RepairsCassandra’s eventually consistent architecture invites data loss. Even with fully consistent databases, the risk of data loss is a real problem that much code has been written to protect against. With eventual consistency, it would appear that the Cassandra community is asking to lose data. They are not. There are three anti-entropy mechanisms in Cassandra to avoid data loss. They are:
- Hinted Handoffs – when a coordinator node is unable to deliver a write request to destination nodes or some of the nodes do not respond in time the coordinator node stores the write request in a hinted hand off file and periodically retries the request.

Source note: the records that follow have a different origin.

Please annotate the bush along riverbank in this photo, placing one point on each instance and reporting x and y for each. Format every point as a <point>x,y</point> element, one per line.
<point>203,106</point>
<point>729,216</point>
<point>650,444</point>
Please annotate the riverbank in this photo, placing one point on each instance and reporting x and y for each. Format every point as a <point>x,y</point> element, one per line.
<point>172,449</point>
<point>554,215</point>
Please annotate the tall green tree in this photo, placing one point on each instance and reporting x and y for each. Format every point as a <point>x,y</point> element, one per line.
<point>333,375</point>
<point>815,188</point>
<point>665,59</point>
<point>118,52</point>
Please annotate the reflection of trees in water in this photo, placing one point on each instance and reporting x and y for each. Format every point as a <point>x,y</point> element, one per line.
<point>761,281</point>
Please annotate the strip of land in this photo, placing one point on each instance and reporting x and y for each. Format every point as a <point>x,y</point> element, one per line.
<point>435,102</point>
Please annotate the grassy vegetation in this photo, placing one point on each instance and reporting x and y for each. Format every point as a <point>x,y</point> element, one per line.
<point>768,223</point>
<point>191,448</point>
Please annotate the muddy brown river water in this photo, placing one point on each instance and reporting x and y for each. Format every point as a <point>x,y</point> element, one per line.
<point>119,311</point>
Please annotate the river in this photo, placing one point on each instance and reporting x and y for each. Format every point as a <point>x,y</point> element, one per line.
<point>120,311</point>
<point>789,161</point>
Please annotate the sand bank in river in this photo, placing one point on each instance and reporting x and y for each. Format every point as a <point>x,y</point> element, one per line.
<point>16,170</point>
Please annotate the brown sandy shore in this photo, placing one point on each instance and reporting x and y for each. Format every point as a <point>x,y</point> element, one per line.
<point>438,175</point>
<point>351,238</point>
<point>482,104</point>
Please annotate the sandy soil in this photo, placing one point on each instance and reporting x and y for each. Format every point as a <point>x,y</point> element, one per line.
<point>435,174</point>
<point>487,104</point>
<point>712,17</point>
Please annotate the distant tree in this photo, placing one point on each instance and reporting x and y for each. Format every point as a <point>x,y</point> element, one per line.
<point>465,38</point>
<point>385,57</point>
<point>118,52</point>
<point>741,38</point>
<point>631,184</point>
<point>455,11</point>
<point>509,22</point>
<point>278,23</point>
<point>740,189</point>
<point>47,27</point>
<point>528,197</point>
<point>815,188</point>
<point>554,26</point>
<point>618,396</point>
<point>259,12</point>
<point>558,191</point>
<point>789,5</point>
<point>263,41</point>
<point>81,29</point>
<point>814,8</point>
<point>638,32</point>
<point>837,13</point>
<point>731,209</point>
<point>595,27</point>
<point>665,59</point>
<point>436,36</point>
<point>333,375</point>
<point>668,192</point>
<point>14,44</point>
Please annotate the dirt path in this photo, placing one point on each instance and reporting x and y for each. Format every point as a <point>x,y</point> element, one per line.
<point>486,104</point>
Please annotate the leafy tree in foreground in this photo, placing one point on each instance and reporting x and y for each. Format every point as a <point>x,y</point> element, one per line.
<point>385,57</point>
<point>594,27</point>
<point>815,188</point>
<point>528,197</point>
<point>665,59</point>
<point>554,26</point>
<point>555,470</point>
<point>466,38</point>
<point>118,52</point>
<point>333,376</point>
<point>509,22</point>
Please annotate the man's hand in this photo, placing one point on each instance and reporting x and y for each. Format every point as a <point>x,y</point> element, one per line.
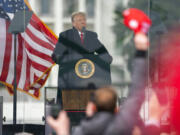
<point>90,109</point>
<point>61,125</point>
<point>156,110</point>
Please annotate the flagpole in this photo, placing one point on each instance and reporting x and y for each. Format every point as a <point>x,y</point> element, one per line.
<point>15,82</point>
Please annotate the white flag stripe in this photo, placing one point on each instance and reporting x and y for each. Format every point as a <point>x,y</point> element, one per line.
<point>23,70</point>
<point>36,46</point>
<point>37,72</point>
<point>38,34</point>
<point>39,60</point>
<point>37,85</point>
<point>10,75</point>
<point>44,76</point>
<point>2,42</point>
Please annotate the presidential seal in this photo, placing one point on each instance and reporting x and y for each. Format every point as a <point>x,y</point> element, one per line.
<point>84,68</point>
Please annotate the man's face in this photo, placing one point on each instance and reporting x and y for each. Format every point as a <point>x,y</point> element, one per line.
<point>79,22</point>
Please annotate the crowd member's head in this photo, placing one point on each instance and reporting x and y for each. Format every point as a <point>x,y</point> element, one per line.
<point>166,64</point>
<point>78,20</point>
<point>105,99</point>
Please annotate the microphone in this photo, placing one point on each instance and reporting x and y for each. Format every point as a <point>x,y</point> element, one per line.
<point>83,31</point>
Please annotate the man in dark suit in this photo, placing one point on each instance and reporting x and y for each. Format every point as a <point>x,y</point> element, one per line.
<point>75,44</point>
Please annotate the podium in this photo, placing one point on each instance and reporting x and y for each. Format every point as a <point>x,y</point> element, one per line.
<point>81,78</point>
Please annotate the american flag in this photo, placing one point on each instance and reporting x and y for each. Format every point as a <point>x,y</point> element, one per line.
<point>34,49</point>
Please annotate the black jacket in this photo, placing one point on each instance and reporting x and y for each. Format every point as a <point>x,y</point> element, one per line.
<point>69,50</point>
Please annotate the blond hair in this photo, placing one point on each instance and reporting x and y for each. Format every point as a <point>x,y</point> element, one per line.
<point>77,13</point>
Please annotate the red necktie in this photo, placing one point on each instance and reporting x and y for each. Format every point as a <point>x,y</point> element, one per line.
<point>82,41</point>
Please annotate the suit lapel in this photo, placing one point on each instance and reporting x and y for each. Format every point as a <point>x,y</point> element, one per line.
<point>76,37</point>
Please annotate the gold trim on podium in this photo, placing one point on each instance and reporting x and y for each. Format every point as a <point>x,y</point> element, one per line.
<point>75,99</point>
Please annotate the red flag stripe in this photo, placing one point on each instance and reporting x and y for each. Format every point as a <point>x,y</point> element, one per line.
<point>51,37</point>
<point>37,53</point>
<point>19,59</point>
<point>32,26</point>
<point>39,41</point>
<point>7,55</point>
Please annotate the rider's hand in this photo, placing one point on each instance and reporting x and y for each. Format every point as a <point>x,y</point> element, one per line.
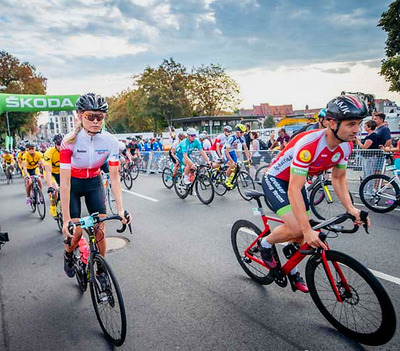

- Read Repair – When quorum reads find data mismatches returned to the coordinator node the coordinator determines the most recent value returning that to the client and also writing the corrected data back to the node(s) which supplied incorrect data.
- Repair – This is a background process that can be launched via JMX to compare data at specific token ranges and tables between nodes which should have the same data. When a discrepancy is discovered the corrected data is written to the node with missing or out of date data.